Figure 1 Branching trajectory \(1\) from \(3\), starting after \(\xi(X_3(t),t) > \mathcal{Q}^*\).

Note that at each iteration, selecting \(\mathcal{Q}^*\) and discarding the \(l_j\) lowest trajectories amounts to defining a new \(\mathcal{C}_i\) and defining \(p_i = 1 - l_j/N\).

For each cloning/branching event, a trajectory \(\mathcal{T}_{rep}\) to branch from is selected randomly (uniformly) in the \(N-l_j\) remaining trajectories in the ensemble. The branching time \(t_b\) along \(\mathcal{T}_{rep}\) is selected to ensure that the branched trajectory has a score function strictly higher that the discarded one:

\[t_b = argmin_{t \in [0, T_a]} \; \; \xi(X_{rep}(t) > \mathcal{Q}^*,t)\]

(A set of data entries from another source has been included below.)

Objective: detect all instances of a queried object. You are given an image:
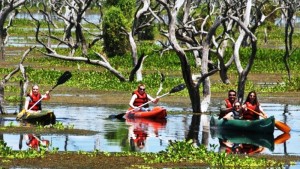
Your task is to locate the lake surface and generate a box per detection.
[2,101,300,155]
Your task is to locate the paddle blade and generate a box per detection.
[169,84,185,94]
[275,120,291,133]
[274,133,291,144]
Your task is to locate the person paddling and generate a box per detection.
[223,102,243,120]
[24,84,50,112]
[243,91,267,120]
[219,89,236,119]
[129,84,159,111]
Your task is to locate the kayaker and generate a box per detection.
[223,102,243,120]
[219,89,236,119]
[129,84,159,111]
[24,84,50,112]
[243,91,267,120]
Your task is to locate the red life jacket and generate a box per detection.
[27,93,42,111]
[132,90,149,108]
[225,99,233,108]
[219,99,233,119]
[243,102,259,120]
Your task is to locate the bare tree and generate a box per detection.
[282,0,300,81]
[0,46,35,114]
[0,0,26,60]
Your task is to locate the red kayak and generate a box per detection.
[125,106,167,119]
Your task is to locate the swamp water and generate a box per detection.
[1,101,300,155]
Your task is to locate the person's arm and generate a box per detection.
[258,105,268,118]
[223,112,233,120]
[129,94,137,109]
[42,91,50,100]
[24,96,30,111]
[147,94,159,104]
[220,100,232,114]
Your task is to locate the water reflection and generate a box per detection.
[126,118,167,151]
[211,130,274,154]
[0,104,300,155]
[19,134,50,150]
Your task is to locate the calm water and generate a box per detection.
[1,103,300,168]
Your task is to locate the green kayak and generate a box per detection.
[210,129,274,151]
[16,110,56,125]
[210,116,275,133]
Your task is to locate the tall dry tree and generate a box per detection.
[281,0,300,81]
[0,0,26,60]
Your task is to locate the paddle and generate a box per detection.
[247,108,291,133]
[19,71,72,119]
[109,84,185,119]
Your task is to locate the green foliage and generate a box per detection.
[0,140,46,159]
[144,140,284,168]
[103,7,128,57]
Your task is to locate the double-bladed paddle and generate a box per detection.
[19,71,72,119]
[247,107,291,133]
[109,84,185,119]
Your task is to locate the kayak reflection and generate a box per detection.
[126,118,167,151]
[211,130,290,154]
[19,134,49,150]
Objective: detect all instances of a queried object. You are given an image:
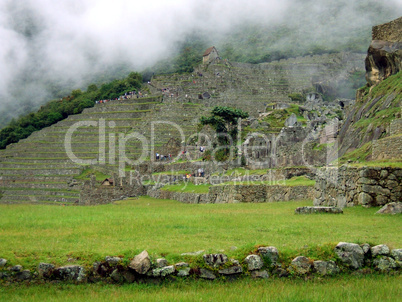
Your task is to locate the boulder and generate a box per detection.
[313,260,340,276]
[360,243,371,255]
[244,255,264,271]
[38,262,55,278]
[285,113,297,127]
[200,268,216,280]
[219,265,243,275]
[175,262,190,277]
[128,251,151,275]
[290,256,311,275]
[335,242,364,269]
[203,254,228,267]
[251,270,269,279]
[371,244,389,257]
[373,256,397,272]
[376,202,402,215]
[53,265,86,282]
[0,258,7,267]
[105,256,121,266]
[152,265,176,277]
[258,246,279,266]
[15,270,32,281]
[295,207,343,214]
[181,250,204,256]
[391,249,402,261]
[10,265,22,273]
[110,269,125,283]
[156,258,168,268]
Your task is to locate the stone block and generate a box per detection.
[335,242,364,269]
[128,251,151,275]
[244,255,264,271]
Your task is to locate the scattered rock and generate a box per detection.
[295,207,343,214]
[371,244,389,257]
[175,262,189,270]
[200,268,216,280]
[391,249,402,261]
[152,265,176,277]
[313,260,340,276]
[373,256,397,272]
[376,202,402,215]
[203,254,228,267]
[358,192,373,206]
[290,256,311,275]
[175,262,190,277]
[244,255,264,271]
[0,258,7,267]
[156,258,168,268]
[285,113,297,127]
[38,262,54,278]
[128,251,151,275]
[335,242,364,269]
[177,267,190,277]
[110,269,124,283]
[258,246,279,266]
[181,250,204,256]
[219,265,243,275]
[10,265,22,273]
[15,270,32,281]
[105,256,121,266]
[273,268,289,278]
[360,243,371,255]
[251,270,269,279]
[53,265,86,282]
[121,270,135,283]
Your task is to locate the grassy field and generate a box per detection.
[0,197,402,268]
[0,275,402,302]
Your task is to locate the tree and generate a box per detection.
[200,106,248,161]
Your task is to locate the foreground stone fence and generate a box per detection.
[314,166,402,208]
[0,242,402,284]
[147,184,314,204]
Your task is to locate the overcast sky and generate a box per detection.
[0,0,402,125]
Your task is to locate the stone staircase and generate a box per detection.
[0,96,166,204]
[0,54,363,204]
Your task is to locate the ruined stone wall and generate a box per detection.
[314,166,402,208]
[372,134,402,160]
[209,185,313,203]
[147,185,313,204]
[372,17,402,42]
[389,119,402,136]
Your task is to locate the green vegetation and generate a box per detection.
[74,168,110,181]
[0,275,402,302]
[219,176,315,187]
[0,72,142,149]
[200,106,248,161]
[262,104,306,128]
[162,182,211,194]
[0,197,402,268]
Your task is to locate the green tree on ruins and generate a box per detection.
[200,106,248,145]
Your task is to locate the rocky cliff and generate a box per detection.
[365,17,402,86]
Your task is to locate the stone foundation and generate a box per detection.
[314,166,402,208]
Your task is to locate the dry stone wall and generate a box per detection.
[314,166,402,208]
[147,185,313,204]
[0,242,402,285]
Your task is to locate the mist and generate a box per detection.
[0,0,402,127]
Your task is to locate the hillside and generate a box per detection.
[0,54,363,203]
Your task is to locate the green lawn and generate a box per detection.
[0,275,402,302]
[162,182,211,194]
[0,197,402,268]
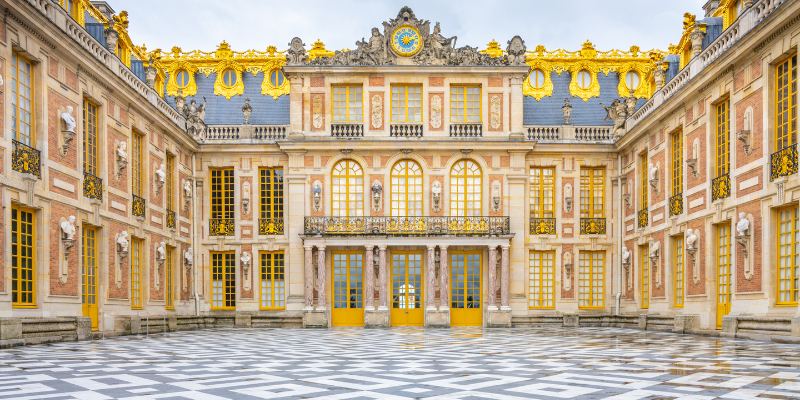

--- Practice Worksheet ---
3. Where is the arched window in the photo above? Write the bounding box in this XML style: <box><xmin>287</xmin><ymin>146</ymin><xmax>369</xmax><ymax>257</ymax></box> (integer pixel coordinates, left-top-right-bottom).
<box><xmin>331</xmin><ymin>160</ymin><xmax>364</xmax><ymax>217</ymax></box>
<box><xmin>450</xmin><ymin>160</ymin><xmax>483</xmax><ymax>217</ymax></box>
<box><xmin>391</xmin><ymin>160</ymin><xmax>422</xmax><ymax>217</ymax></box>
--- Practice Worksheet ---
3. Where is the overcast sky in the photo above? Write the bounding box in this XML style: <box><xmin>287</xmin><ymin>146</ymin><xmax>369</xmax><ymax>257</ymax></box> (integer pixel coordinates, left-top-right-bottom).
<box><xmin>115</xmin><ymin>0</ymin><xmax>705</xmax><ymax>51</ymax></box>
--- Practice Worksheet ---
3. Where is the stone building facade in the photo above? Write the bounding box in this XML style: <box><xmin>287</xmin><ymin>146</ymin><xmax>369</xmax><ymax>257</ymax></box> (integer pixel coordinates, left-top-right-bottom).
<box><xmin>0</xmin><ymin>0</ymin><xmax>800</xmax><ymax>341</ymax></box>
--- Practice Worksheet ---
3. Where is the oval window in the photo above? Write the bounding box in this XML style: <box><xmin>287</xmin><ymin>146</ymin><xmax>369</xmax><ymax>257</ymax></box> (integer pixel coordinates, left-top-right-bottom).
<box><xmin>175</xmin><ymin>69</ymin><xmax>189</xmax><ymax>89</ymax></box>
<box><xmin>625</xmin><ymin>71</ymin><xmax>641</xmax><ymax>92</ymax></box>
<box><xmin>528</xmin><ymin>69</ymin><xmax>544</xmax><ymax>89</ymax></box>
<box><xmin>577</xmin><ymin>69</ymin><xmax>592</xmax><ymax>90</ymax></box>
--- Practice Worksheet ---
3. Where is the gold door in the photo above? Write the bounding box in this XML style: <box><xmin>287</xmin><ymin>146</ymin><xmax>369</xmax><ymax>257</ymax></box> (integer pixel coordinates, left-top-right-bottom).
<box><xmin>390</xmin><ymin>252</ymin><xmax>425</xmax><ymax>326</ymax></box>
<box><xmin>450</xmin><ymin>251</ymin><xmax>483</xmax><ymax>326</ymax></box>
<box><xmin>331</xmin><ymin>251</ymin><xmax>364</xmax><ymax>326</ymax></box>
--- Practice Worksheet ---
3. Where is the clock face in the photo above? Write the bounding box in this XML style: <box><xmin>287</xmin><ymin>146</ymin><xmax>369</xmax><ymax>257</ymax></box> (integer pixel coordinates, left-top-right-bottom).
<box><xmin>392</xmin><ymin>25</ymin><xmax>422</xmax><ymax>57</ymax></box>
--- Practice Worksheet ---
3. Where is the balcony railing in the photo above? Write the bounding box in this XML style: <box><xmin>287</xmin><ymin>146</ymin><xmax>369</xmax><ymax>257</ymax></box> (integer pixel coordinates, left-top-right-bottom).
<box><xmin>636</xmin><ymin>207</ymin><xmax>650</xmax><ymax>228</ymax></box>
<box><xmin>669</xmin><ymin>193</ymin><xmax>683</xmax><ymax>217</ymax></box>
<box><xmin>389</xmin><ymin>124</ymin><xmax>422</xmax><ymax>137</ymax></box>
<box><xmin>83</xmin><ymin>172</ymin><xmax>103</xmax><ymax>200</ymax></box>
<box><xmin>528</xmin><ymin>217</ymin><xmax>556</xmax><ymax>235</ymax></box>
<box><xmin>711</xmin><ymin>173</ymin><xmax>731</xmax><ymax>201</ymax></box>
<box><xmin>208</xmin><ymin>218</ymin><xmax>236</xmax><ymax>236</ymax></box>
<box><xmin>11</xmin><ymin>140</ymin><xmax>42</xmax><ymax>178</ymax></box>
<box><xmin>258</xmin><ymin>218</ymin><xmax>283</xmax><ymax>235</ymax></box>
<box><xmin>131</xmin><ymin>194</ymin><xmax>147</xmax><ymax>218</ymax></box>
<box><xmin>304</xmin><ymin>217</ymin><xmax>510</xmax><ymax>236</ymax></box>
<box><xmin>167</xmin><ymin>209</ymin><xmax>175</xmax><ymax>229</ymax></box>
<box><xmin>450</xmin><ymin>122</ymin><xmax>483</xmax><ymax>137</ymax></box>
<box><xmin>331</xmin><ymin>123</ymin><xmax>364</xmax><ymax>139</ymax></box>
<box><xmin>769</xmin><ymin>144</ymin><xmax>797</xmax><ymax>181</ymax></box>
<box><xmin>581</xmin><ymin>218</ymin><xmax>606</xmax><ymax>235</ymax></box>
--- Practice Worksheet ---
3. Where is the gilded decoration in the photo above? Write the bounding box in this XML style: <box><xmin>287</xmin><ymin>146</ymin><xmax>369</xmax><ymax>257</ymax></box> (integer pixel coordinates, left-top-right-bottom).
<box><xmin>523</xmin><ymin>40</ymin><xmax>665</xmax><ymax>101</ymax></box>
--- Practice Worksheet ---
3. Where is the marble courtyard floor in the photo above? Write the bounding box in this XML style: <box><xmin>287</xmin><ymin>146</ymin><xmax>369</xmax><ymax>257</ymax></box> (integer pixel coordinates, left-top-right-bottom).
<box><xmin>0</xmin><ymin>328</ymin><xmax>800</xmax><ymax>400</ymax></box>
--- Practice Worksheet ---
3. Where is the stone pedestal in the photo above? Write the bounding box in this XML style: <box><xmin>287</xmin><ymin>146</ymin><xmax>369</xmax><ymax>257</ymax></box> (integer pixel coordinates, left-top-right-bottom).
<box><xmin>303</xmin><ymin>310</ymin><xmax>328</xmax><ymax>328</ymax></box>
<box><xmin>425</xmin><ymin>309</ymin><xmax>450</xmax><ymax>328</ymax></box>
<box><xmin>364</xmin><ymin>309</ymin><xmax>389</xmax><ymax>328</ymax></box>
<box><xmin>486</xmin><ymin>309</ymin><xmax>511</xmax><ymax>328</ymax></box>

This iterative process is repeated until all trajectories reached the measurable set \(\mathcal{B}\) or until a maximum number of iterations \(J\) is reached. TAMS associate to the trajectories forming the ensemble at step \(j\) a weight \(w_j\):

\[w_j = \prod_{i=1}^{j} \left(1 - \frac{l_i}{N} \right) = \left(1 - \frac{l_j}{N} \right)w_{j-1}\]

Note that \(w_0 = 1\). The final estimate of \(p\) is given by:

\[\hat{P} = \frac{N_{\in \mathcal{B}}^J}{N} \prod_{i=0}^J \left(1 - \frac{l_i}{N} \right)\]

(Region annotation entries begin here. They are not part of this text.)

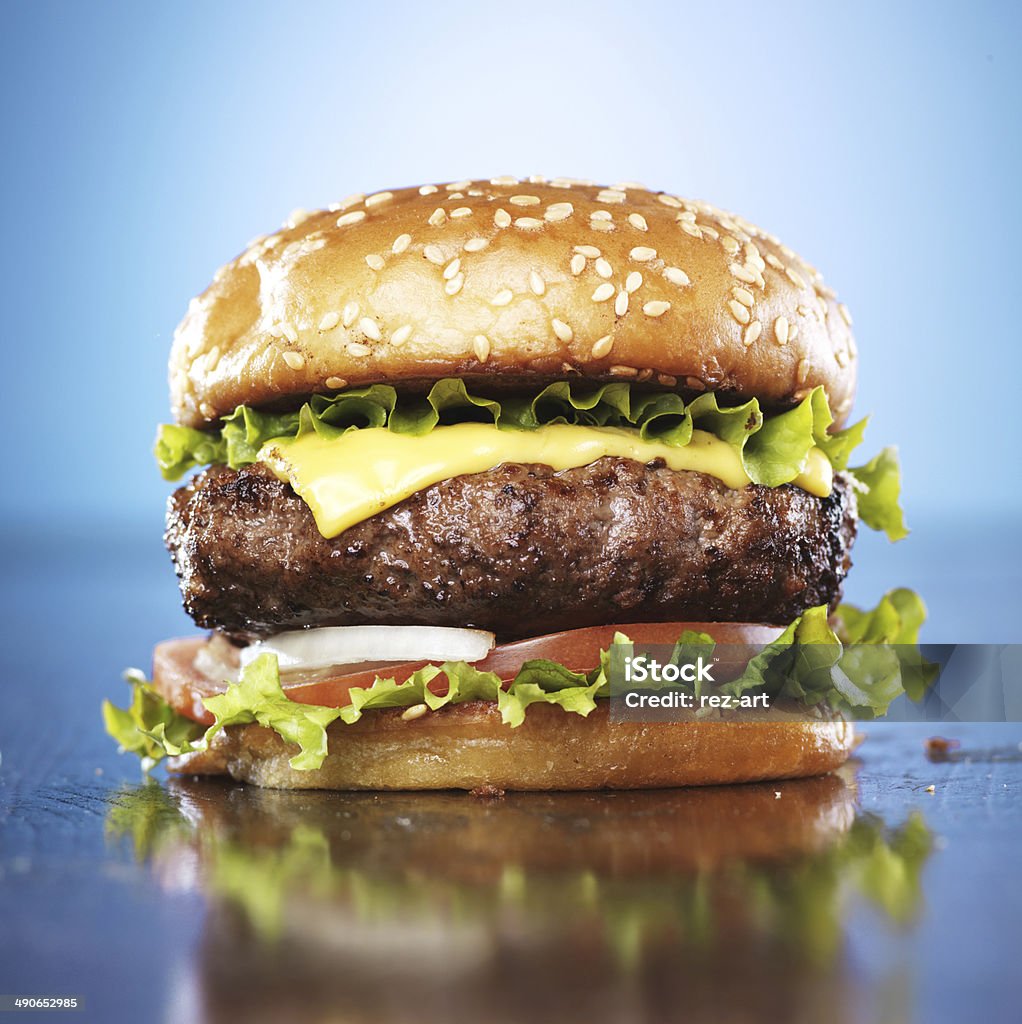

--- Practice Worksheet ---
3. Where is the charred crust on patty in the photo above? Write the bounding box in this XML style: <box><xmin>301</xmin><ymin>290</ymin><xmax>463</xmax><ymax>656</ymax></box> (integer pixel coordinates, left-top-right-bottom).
<box><xmin>166</xmin><ymin>458</ymin><xmax>856</xmax><ymax>639</ymax></box>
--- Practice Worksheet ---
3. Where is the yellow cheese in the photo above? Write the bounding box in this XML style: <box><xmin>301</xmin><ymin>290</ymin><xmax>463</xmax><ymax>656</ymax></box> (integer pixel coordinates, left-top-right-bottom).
<box><xmin>259</xmin><ymin>423</ymin><xmax>833</xmax><ymax>537</ymax></box>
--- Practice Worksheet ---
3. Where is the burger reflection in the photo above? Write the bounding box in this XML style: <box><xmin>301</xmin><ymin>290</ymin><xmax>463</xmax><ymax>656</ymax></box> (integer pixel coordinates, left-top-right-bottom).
<box><xmin>108</xmin><ymin>775</ymin><xmax>932</xmax><ymax>1022</ymax></box>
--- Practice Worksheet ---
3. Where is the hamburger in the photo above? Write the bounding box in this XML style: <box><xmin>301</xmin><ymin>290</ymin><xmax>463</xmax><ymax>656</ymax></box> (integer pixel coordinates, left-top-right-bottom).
<box><xmin>104</xmin><ymin>178</ymin><xmax>923</xmax><ymax>790</ymax></box>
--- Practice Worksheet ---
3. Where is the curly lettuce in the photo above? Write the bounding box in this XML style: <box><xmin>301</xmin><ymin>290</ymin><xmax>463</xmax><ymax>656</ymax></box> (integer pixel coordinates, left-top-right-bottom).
<box><xmin>103</xmin><ymin>590</ymin><xmax>936</xmax><ymax>771</ymax></box>
<box><xmin>154</xmin><ymin>378</ymin><xmax>906</xmax><ymax>540</ymax></box>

where \(N_{\in \mathcal{B}}^J\) is the number of trajectories that reached \(\mathcal{B}\) at step \(J\).

TAMS only provides an estimate of \(p\) and the algorithm is repeated several times in order to get a more accurate estimate, as well as a confidence interval. The choice of \(\xi\) is critical for the performance of the algorithm as well as the quality of the estimator. Repeating the algorithm \(K\) time (i.e. performing \(K\) TAMS runs) yields:

\[\overline{P}_K = \frac{1}{K}\sum_{k=1}^K \hat{P}_k\]

Theoretical analysis of the AMS method (which also extends to TAMS) have showed that the relative error of \(\overline{P}_K\) scales in the best case scenario:

\[\mathrm{RE}(\overline{P}_K) \sim \mathcal{O}\!\left( \sqrt{ \frac{-\mathrm{log}(\mathbb{P}(E_{\mathcal{A}\mathcal{B}}))} {K} } \right),\]

while the worst case scenario is similar to plain Monte Carlo:

\[\mathrm{RE}(\overline{P}_K) \sim \mathcal{O}\!\left( \frac{1}{\sqrt{K\,\mathbb{P}(E_{\mathcal{A}\mathcal{B}})}} \right),\]

The best case scenario corresponds to the ideal case where the intermediate conditional probabilities \(p_i\) are perfectly compute, which corresponds to using the optimal score function \(\overline{\xi}(y) = \mathbb{P}_y(\tau_{\mathcal{B}} < \tau_{\mathcal{A}})\), also known as the commitor function. One will note that the commitor function is precisely what the TAMS algorithm is after for \(y = X_0 = x_0\).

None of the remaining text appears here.